Hacking the Horizon OPAC (HIP) with Apache

This post is mainly a service to google searchers.   Several hacks at the Apache layer to add functionality to the Horizon OPAC, called the Horizon Information Portal, or HIP.

1. Front HIP with Apache, including https

HIP is actually a JBoss application. The standard install is to have browsers connecting directly to that JBoss app. However, it’s useful and convenient to have Apache serve as a front-end, proxying to HIP. This makes possible the subsequent hacks, using apache mod_rewrite.

Dave Pattern provides instructions for using Apache mod_proxy to provide an Apache reverse proxy front-end to HIP.

I found it was unneccesary to use his perl output filter hack in order to get the right hostname in absolute URLs generated by HIP. Merely including “ProxyPreserveHost On” in the apache conf was sufficient. That causes Apache to send the original Host: header with the proxied request to HIP, and HIP is smart enough to see this and use it for it’s generated absolute URLs.
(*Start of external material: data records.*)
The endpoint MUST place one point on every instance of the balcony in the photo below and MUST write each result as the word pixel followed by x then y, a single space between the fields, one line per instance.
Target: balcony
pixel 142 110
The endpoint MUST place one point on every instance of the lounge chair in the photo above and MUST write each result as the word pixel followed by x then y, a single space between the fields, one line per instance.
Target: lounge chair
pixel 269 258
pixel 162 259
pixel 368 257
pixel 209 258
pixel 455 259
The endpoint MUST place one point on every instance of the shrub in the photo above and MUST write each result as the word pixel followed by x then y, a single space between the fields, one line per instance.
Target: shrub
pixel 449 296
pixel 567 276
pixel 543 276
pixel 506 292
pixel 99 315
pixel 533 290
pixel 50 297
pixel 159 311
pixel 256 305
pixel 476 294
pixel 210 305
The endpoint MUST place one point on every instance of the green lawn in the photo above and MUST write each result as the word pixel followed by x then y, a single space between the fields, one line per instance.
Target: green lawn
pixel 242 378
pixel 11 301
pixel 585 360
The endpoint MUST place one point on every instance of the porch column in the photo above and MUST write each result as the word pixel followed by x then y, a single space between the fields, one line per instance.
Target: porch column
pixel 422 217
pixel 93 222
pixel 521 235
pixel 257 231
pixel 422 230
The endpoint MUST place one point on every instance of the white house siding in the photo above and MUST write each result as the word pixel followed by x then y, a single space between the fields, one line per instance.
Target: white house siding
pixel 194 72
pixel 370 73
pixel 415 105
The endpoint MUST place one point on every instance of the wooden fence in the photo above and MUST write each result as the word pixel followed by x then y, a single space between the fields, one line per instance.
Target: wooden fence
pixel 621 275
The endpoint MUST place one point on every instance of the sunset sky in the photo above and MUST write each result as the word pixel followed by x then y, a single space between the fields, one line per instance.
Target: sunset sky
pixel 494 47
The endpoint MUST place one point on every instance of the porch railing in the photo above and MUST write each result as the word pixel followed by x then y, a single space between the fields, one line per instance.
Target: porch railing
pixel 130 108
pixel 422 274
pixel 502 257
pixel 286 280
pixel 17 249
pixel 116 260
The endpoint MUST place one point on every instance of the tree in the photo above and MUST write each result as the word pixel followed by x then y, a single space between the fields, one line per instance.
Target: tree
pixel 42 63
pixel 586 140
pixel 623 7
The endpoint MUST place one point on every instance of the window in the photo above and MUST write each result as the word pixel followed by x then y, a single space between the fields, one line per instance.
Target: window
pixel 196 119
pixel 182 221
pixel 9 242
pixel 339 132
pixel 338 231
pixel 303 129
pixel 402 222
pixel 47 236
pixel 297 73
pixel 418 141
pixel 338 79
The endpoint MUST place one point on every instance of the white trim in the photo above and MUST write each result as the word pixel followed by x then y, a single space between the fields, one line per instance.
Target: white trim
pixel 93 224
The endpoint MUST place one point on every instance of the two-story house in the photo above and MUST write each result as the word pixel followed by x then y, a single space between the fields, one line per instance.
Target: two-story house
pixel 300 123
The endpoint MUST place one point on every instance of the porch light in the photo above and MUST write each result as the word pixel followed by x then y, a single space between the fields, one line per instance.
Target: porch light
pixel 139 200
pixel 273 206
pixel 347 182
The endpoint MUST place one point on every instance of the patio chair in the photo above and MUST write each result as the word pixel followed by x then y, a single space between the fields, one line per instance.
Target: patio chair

Here at MPOW, we actually used to use mod_jk instead of simple mod_proxy to provide apache front-end to HIP. This worked, but was implemented by a predecessor, and I never could wrap my head around mod_jk, it’s awfully complicated.  So when upgrading the HIP server, I switched to Pattern’s simpler mod_proxy reverse proxy setup.

https connections

However, I did need to use the perl output filter hack in order to get https connections working.

We wanted to allow both http and https connections to HIP. The initial naive solution is simply to make sure the apache virtual host listening on 443 for https also includes those same mod_proxy reverse proxy directives, so it too will reverse proxy to HIP.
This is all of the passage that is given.